Yes, I know that Hamilton and Tudor England are not the same thing, but we all know that history is decided by the survivors. Who won? Whoever died last. Who was paid, how much was spent, who wielded the most glorious or secret power, who promised what to where- it does not matter. Thomas Cromwell, in the moment at least, lost. He was *centuries old spoiler alert* beheaded, and spent the last several hundred years painted as a scoundrel and a cheat. Many called him a heretic, and many others still called him a conjurer. Many looked down on him for coming from “common” stock, and many more hated him for being (at least for a time) the jewel in Henry VIII’s cap. Hilary Mantel has given Cromwell time and space aplenty to speak for himself, and to crawl his way back up from the grave, culminating in The Mirror and the Light – the eagerly awaited final volume in her much-lauded Thomas Cromwell Trilogy.
Hilary Mantel’s 16th Century England is Armando Ianucci’s political landscape. Everything is funny- biting, cruel, and absurd- but funny throughout. The courtiers jostle about like fools. I saw so much Death of Stalin in this book that I was finally able to convince my husband to pick up this series. These books are funny in the way that Mad Men and The Sopranos are funny. Nothing is written as a comedic set piece, and most things are played straight, further adding to the absurdity of it all. The barbarism and utter ineptitude of the courtiers at hand are hysterical. Men who found themselves educated and graced beyond all contemporaries still found it appropriate to burn female heretics, as burning is less improper than other forms of execution…you know, like drawing and quartering. It’s all bad, and everyone is jockeying to be the worst.

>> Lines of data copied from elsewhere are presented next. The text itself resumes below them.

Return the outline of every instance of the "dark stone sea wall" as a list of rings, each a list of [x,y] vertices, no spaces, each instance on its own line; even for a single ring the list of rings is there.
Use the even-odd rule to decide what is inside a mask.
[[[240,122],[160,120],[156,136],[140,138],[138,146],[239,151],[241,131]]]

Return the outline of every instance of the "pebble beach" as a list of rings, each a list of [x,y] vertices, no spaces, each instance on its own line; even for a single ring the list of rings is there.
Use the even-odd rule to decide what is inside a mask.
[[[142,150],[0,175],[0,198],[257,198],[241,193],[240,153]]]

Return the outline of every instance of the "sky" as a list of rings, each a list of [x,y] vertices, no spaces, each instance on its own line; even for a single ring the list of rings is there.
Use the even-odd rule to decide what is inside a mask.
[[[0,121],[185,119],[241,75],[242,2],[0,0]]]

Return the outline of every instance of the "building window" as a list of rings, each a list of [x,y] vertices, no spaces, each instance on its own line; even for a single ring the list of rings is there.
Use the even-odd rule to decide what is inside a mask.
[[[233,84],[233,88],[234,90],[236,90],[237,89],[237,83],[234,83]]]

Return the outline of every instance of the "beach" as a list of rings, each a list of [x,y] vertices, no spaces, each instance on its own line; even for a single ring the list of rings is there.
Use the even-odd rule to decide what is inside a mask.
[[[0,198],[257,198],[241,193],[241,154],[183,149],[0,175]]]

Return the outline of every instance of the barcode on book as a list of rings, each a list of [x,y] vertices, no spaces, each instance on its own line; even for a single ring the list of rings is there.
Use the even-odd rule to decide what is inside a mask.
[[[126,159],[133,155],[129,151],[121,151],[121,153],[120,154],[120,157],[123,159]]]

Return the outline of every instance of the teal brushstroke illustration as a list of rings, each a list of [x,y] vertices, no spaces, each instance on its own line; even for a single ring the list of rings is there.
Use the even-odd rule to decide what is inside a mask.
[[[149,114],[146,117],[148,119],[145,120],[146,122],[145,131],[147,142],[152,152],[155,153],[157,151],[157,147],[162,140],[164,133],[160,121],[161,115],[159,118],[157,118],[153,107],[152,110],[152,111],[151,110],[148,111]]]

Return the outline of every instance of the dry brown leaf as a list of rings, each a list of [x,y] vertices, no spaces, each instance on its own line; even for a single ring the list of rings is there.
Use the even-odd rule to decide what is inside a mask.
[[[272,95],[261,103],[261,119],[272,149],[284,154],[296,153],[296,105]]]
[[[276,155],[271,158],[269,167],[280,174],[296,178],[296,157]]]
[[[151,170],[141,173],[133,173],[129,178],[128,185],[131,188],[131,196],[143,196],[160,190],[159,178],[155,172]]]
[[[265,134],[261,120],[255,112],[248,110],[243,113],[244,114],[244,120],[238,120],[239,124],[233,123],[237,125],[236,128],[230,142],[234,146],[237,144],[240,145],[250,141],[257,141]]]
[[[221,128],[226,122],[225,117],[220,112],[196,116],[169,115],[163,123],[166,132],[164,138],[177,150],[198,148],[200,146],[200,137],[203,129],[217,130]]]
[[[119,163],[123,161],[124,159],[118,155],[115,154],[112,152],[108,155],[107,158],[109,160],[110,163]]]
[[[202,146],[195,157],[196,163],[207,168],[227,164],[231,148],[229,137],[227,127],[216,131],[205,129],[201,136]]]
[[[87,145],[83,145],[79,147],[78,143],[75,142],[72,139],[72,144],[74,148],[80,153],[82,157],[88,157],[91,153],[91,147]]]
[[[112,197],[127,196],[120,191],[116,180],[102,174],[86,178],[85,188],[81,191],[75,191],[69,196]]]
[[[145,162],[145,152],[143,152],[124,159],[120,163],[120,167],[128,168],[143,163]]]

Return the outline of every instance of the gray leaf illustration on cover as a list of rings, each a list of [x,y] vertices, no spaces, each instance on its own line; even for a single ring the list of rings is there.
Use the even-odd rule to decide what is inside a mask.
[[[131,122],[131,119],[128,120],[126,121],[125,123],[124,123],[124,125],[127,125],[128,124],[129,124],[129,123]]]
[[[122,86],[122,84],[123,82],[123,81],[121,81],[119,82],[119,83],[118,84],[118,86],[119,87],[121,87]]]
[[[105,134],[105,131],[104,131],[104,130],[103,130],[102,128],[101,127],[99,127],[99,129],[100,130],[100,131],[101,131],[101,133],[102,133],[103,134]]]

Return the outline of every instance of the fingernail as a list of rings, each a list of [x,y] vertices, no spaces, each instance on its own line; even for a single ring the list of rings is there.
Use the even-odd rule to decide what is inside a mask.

(Unrelated thought: do you think the horses involved in drawing and quartering were into it? I think they were!)
This trilogy, and especially this final piece, will cause the reader to fall head first into research-pit. There is a good deal of time on-hand at this moment; more than enough time to swallow whole the thousands of pages within this series and to dive into an almost-unending history hole. Go ahead; jump in. You will not be disappointed.